Based upon some of the trends we saw at the 2011 consumer electronics show, here are three technology "marriages" that look to be coming into consumer tech in a big way.
Tablets with E-books with College Students
Touchscreen slates and tablets must be stacking up like firewood in the world's electronics manufacturing facilities, because at CES this year, there were no fewer than 50 new devices of that nature unveiled. Fortunately, not all of these devices are trying to be the next iPad, and many keep the handwriting recognition aspect alive and well.
The Kno, for example, is a single- or dual-screen tablet that seeks to replace stacks of textbooks with a single device acting as an e-reader, notebook, and research portal.
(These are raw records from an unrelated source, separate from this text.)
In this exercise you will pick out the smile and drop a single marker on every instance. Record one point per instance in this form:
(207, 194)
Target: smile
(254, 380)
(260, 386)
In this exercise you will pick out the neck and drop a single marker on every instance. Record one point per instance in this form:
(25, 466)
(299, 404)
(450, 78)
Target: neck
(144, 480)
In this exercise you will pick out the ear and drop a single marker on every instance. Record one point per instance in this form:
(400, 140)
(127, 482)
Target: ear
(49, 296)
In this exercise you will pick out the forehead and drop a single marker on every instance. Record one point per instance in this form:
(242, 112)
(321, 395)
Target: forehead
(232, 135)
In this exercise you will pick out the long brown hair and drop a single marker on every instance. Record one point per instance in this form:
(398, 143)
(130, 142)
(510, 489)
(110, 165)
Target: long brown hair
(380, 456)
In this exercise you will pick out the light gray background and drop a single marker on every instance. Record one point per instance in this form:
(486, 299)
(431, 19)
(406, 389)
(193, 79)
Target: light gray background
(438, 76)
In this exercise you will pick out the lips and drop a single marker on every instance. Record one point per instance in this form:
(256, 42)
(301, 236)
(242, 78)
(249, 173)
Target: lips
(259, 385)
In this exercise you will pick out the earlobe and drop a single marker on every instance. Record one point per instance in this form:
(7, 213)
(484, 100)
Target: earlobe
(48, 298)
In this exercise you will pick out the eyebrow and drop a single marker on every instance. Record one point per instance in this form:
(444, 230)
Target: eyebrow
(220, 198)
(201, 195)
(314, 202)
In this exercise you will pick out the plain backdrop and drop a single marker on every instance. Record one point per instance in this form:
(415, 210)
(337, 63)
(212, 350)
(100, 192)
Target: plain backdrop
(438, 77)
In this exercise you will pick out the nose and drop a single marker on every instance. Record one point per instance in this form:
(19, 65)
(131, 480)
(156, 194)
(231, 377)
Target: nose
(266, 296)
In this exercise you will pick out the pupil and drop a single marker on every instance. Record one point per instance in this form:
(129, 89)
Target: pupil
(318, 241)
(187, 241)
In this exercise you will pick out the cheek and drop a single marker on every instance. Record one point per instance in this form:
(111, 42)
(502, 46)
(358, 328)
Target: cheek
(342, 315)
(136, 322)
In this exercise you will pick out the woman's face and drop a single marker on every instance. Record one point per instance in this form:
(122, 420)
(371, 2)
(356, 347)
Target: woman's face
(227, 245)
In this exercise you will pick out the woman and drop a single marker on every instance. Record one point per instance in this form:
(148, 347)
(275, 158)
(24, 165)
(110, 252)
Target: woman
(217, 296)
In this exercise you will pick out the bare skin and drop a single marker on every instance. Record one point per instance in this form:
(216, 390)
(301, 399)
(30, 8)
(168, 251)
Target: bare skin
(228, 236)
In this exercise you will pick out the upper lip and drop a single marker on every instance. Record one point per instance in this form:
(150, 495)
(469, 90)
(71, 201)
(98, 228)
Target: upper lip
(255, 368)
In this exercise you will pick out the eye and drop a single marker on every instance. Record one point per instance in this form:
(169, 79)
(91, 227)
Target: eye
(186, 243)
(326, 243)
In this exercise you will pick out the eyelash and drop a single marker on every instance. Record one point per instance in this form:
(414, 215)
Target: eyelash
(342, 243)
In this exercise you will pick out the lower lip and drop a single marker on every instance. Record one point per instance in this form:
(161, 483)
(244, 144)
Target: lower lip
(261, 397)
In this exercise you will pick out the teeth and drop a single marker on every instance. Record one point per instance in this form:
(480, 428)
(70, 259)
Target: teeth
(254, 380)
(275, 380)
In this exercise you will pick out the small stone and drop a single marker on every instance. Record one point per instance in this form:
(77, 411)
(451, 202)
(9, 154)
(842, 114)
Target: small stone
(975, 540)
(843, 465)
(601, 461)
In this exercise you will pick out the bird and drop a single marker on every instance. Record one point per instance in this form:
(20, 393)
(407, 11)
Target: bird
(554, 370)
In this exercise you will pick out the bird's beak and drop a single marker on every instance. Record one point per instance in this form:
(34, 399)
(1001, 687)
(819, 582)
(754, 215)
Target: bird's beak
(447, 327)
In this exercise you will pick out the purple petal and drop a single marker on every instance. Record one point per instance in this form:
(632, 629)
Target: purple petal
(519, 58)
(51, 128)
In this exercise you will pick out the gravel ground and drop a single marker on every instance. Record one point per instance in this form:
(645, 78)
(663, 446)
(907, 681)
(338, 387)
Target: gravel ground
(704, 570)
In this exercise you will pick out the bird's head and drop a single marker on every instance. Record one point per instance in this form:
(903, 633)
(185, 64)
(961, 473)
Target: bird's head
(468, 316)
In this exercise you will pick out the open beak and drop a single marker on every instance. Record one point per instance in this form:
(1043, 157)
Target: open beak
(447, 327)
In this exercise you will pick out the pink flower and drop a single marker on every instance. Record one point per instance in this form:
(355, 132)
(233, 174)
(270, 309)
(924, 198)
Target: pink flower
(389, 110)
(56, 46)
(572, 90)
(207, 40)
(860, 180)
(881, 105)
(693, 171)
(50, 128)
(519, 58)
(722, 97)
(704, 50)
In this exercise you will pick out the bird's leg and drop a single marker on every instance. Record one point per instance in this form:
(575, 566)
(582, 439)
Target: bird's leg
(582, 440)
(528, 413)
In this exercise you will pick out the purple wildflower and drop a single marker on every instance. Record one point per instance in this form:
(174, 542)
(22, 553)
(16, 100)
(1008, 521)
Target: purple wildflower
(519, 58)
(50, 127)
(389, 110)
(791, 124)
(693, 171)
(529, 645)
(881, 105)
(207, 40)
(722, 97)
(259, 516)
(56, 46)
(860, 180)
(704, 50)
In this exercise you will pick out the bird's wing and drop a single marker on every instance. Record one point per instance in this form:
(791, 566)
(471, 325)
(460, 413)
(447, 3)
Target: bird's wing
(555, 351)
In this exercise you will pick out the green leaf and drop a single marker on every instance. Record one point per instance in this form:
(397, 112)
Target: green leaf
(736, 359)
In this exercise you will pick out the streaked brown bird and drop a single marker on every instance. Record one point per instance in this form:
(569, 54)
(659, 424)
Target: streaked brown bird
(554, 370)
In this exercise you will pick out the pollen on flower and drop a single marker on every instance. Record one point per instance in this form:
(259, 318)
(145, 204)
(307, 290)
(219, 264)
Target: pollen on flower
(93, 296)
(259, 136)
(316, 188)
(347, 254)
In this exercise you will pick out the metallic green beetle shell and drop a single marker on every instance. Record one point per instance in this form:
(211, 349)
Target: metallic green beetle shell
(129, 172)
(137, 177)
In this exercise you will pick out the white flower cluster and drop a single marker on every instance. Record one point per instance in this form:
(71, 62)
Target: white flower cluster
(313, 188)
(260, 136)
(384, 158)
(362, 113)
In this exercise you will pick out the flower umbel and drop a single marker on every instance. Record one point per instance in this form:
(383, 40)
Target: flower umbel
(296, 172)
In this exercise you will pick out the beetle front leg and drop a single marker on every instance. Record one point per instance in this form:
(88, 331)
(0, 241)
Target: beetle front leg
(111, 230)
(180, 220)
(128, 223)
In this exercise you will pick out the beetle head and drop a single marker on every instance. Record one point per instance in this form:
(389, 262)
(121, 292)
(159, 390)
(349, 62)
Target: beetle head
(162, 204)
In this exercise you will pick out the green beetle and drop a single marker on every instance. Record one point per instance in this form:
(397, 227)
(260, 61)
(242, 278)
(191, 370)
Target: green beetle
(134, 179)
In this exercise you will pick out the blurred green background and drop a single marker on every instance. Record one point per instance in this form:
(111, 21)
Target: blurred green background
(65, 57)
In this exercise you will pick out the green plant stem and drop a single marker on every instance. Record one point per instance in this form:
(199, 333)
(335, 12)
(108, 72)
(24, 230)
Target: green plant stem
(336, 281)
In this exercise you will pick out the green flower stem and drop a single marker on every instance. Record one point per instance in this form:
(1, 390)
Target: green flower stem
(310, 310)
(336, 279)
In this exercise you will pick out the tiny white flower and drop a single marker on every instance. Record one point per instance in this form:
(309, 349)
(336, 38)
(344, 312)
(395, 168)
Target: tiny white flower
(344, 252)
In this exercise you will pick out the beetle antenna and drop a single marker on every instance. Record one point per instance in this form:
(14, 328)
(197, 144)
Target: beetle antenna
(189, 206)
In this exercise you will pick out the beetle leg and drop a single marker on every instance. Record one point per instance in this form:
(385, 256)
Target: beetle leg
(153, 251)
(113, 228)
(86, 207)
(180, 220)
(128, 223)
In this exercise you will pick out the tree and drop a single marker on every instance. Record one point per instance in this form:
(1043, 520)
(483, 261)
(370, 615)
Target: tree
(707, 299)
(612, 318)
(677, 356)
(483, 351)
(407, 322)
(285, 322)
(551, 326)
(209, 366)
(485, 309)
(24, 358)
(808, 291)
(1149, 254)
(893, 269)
Because Kno utilizes .PDF as its main document format, a device like the iON Book Saver would actually make a handy partner, letting students quickly convert entire textbooks that may not be available as downloads into on-the-spot PDFs.
Thirdly, the Microsoft Office team was really pushing OneNote at CES this year, putting a great deal of emphasis on its organizational capabilities for college students who get slide decks, emails, digital handouts, and e-books for all of their classes. In their demonstrations, they used a Lenovo thinkpad tablet to show off all the things that students can already do with Office and OneNote. So far, OneNote is very much a niche product --something on the order of 8% of Office users are OneNote users-- but college students look to be a big part of that niche market.
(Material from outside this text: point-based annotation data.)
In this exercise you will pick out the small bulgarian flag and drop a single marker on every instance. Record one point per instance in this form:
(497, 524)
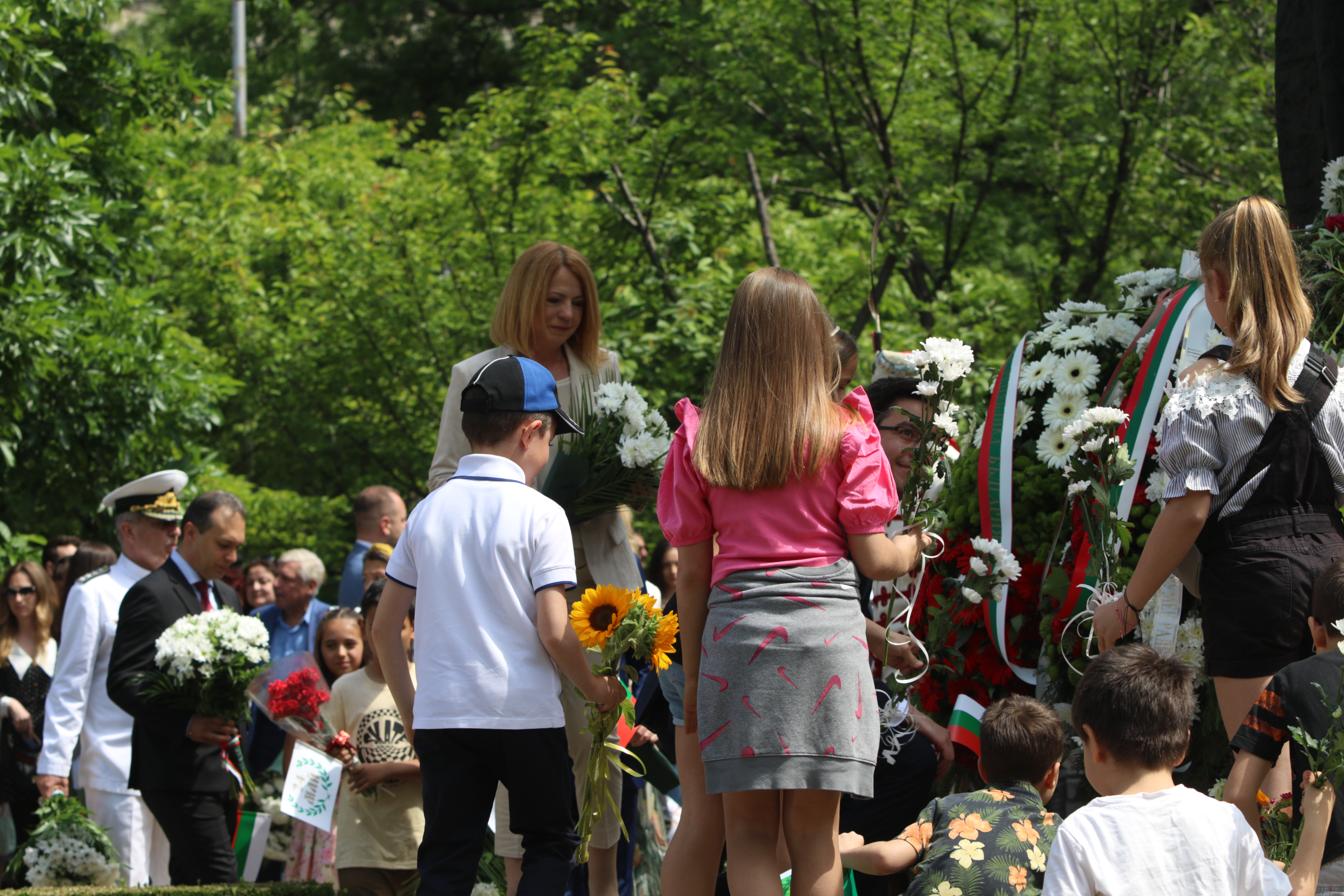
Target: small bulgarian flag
(964, 725)
(251, 843)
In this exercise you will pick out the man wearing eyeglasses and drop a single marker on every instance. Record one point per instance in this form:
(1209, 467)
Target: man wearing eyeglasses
(147, 516)
(906, 766)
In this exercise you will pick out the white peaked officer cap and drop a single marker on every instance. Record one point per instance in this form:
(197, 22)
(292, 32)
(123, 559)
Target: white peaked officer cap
(154, 496)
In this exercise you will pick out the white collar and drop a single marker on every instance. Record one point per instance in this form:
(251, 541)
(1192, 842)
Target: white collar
(21, 660)
(130, 567)
(490, 467)
(193, 577)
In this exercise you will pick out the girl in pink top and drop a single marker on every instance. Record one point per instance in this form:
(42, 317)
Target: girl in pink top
(791, 486)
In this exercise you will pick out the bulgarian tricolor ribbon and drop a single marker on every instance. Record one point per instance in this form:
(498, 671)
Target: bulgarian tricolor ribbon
(1142, 406)
(964, 725)
(996, 445)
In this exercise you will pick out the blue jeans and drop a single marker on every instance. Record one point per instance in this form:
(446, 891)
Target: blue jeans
(672, 680)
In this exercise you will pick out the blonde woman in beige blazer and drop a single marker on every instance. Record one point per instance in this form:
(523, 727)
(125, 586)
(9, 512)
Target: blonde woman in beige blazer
(549, 312)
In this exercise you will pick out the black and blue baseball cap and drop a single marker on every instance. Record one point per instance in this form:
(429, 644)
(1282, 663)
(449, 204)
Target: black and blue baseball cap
(518, 385)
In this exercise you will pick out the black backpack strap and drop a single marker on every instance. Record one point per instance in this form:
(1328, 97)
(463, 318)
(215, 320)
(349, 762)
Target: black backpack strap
(1318, 367)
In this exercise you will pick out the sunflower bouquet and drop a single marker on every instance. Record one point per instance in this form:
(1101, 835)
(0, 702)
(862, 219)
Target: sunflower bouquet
(615, 621)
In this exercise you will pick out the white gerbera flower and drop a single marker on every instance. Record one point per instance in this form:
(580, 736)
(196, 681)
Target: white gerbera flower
(1156, 487)
(952, 357)
(1077, 374)
(1053, 449)
(1115, 328)
(1037, 375)
(1084, 307)
(1331, 183)
(1076, 336)
(1022, 417)
(1105, 416)
(1061, 410)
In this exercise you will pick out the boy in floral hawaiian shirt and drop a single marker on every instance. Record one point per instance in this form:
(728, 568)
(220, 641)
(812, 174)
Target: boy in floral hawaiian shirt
(991, 841)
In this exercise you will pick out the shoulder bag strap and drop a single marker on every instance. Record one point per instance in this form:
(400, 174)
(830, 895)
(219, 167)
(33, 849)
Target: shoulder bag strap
(1318, 366)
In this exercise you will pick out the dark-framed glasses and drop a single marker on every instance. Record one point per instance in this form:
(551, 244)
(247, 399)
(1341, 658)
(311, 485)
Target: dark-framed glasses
(908, 432)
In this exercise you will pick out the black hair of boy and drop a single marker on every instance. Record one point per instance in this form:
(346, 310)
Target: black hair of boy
(374, 596)
(1021, 739)
(486, 429)
(885, 393)
(1140, 706)
(1329, 597)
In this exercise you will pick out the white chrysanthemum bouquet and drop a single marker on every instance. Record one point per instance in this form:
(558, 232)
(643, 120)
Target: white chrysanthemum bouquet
(1096, 469)
(990, 572)
(941, 363)
(68, 848)
(206, 663)
(619, 460)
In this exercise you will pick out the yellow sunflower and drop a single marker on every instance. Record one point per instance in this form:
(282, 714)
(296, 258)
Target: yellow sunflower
(664, 640)
(599, 613)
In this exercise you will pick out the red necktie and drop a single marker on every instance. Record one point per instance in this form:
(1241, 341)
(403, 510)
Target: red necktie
(204, 589)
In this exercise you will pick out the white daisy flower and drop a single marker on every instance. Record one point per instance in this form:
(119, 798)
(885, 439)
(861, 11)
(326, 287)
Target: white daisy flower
(1053, 449)
(952, 357)
(1156, 487)
(1076, 336)
(1022, 417)
(1061, 410)
(1105, 416)
(1077, 374)
(1084, 307)
(1037, 375)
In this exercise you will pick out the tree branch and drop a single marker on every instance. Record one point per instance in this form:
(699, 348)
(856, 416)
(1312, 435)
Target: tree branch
(635, 220)
(764, 214)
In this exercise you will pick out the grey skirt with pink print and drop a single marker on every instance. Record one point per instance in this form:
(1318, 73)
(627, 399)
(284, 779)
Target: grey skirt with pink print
(787, 698)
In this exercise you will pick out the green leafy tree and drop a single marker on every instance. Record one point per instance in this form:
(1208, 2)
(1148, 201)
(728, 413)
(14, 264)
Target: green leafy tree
(97, 385)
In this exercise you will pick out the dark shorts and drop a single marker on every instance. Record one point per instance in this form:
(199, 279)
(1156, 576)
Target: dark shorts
(1257, 596)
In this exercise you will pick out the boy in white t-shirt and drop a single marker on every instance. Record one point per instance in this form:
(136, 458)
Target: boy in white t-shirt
(1147, 835)
(487, 562)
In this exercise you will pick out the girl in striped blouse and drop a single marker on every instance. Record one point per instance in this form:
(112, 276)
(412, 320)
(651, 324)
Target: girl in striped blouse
(1253, 447)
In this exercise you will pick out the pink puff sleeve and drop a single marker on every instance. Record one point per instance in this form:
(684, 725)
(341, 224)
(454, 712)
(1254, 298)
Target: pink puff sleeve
(868, 492)
(683, 493)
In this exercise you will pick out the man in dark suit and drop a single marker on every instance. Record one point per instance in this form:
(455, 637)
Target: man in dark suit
(175, 758)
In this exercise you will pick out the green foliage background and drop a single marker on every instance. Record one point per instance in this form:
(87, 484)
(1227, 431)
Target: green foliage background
(280, 314)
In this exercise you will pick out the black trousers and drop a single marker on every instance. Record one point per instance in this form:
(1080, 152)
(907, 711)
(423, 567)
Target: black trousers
(199, 828)
(460, 769)
(900, 795)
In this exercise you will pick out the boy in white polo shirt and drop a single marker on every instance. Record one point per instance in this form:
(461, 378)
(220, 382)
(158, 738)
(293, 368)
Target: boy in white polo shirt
(487, 561)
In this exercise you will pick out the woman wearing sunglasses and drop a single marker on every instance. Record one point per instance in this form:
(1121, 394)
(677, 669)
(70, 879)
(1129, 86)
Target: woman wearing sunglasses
(28, 660)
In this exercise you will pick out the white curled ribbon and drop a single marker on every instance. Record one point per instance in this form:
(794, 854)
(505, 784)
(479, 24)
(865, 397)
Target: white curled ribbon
(1101, 594)
(904, 617)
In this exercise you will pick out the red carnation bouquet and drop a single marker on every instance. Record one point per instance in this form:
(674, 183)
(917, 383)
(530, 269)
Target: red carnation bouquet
(291, 692)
Smartphones with NAS in the "connected home"
DLNA (Digital Living Network Alliance) is the prominent international standard for in-home networking that lets devices simply connect and communicate with one another. The DLNA spec includes a device profile called Digital Media Controller, and any device or software certified as such can access media content on one networked device and play it on another. Airplay, Apple's new method of wirelessly sharing music and video within the home network does essentially the very same thing. Both of these technologies place the smartphone, and not the television or the PC at the center of the connected home. You can use the phone to browse the content of your network, and then choose where you want it played.
PacketVideo's Twonky, currently available for Android (soon on iOS,) for example, can connect to your network PC and make it pipe high definition video to your television, and then pick what music you want your NAS to pipe to your networked speakers in the kitchen.
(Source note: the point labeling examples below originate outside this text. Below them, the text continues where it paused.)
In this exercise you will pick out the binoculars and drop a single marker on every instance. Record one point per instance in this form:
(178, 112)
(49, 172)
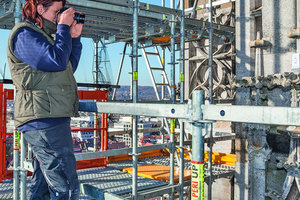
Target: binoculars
(80, 18)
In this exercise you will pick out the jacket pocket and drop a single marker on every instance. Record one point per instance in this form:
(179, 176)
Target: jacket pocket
(41, 104)
(23, 104)
(62, 99)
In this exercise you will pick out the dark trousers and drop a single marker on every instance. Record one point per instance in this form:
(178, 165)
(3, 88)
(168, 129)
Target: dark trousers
(54, 164)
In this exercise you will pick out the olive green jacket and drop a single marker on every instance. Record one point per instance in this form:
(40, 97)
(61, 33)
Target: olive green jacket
(40, 94)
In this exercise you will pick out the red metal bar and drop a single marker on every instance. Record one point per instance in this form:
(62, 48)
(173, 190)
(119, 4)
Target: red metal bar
(2, 139)
(95, 95)
(8, 94)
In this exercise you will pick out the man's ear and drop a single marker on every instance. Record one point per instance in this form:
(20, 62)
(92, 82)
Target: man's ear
(40, 9)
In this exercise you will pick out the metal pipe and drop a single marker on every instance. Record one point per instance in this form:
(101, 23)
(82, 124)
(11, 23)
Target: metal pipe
(96, 56)
(194, 9)
(23, 173)
(173, 86)
(135, 96)
(197, 183)
(18, 12)
(120, 70)
(210, 62)
(182, 66)
(210, 96)
(16, 158)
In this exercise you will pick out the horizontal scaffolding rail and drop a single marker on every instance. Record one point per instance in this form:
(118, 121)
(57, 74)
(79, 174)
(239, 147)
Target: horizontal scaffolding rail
(112, 20)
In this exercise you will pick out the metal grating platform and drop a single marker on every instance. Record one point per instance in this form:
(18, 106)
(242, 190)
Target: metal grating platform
(112, 180)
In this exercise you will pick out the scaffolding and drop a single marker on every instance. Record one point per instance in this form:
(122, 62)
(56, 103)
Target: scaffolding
(144, 25)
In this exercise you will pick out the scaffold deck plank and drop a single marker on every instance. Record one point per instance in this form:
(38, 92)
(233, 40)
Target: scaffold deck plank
(158, 172)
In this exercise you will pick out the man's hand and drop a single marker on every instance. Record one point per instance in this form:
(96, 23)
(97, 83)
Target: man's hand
(76, 29)
(67, 17)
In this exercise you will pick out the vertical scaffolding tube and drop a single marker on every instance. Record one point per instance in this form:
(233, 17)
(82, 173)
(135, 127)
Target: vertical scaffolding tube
(96, 81)
(120, 70)
(23, 172)
(16, 165)
(135, 95)
(210, 97)
(173, 87)
(182, 66)
(18, 12)
(96, 56)
(197, 184)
"We're extremely excited about mobile phones coming into the home network. We're seeing media servers almost becoming ubiquitous. They're in your phones, they're in your routers, they're in your set-top box and your NAS," Rick Schwartz, Senior Product Manager for PacketVideo told Betanews. "We're on the verge of going mainstream now. Roku [UpNp] sold a million boxes, Apple TV [AirPlay] sold a million boxes. I'd be surprised if Western Digital doesn't announce they've sold a million of their WDTV [DLNA] units. And just one year ago, selling a million digital media adaptors was unheard of! They were only in the tens of thousands."
iPad, iPhone with old-school MIDI instruments
In 2009, I wrote a column about the way the iPhone has changed the music business in all aspects from performing, to recording, to touring and promotion. Though it has had an effect on all those ends of the business, it hasn't yet managed to integrate with the existing pedal boards and effects racks on the performing stage. That looks to be gradually changing as well.
A couple of musical accessory companies (such as the aforementioned iON audio) showed off MIDI keyboard docks for the iPad at CES 2011, but there was one definite scene stealer: a nondescript box called iConnect MIDI.
iConnect MIDI is the first device compatible with Apple's iOS coreMIDI spec, and lets users connect their iPhone or iPad with USB MIDI or traditional DIN MIDI devices. For the first time ever, a classic synth like the Yamaha DX7 can control an iPhone, and the iPhone can now control traditional MIDI devices by touch. In the demonstrations iConnectivity CEO Michael Loh gave at CES 2011, he highlighted the extremely low latency between the MIDI controllers and iOS, and the velocity sensitivity, a function that is absent in all music apps directly on iOS devices.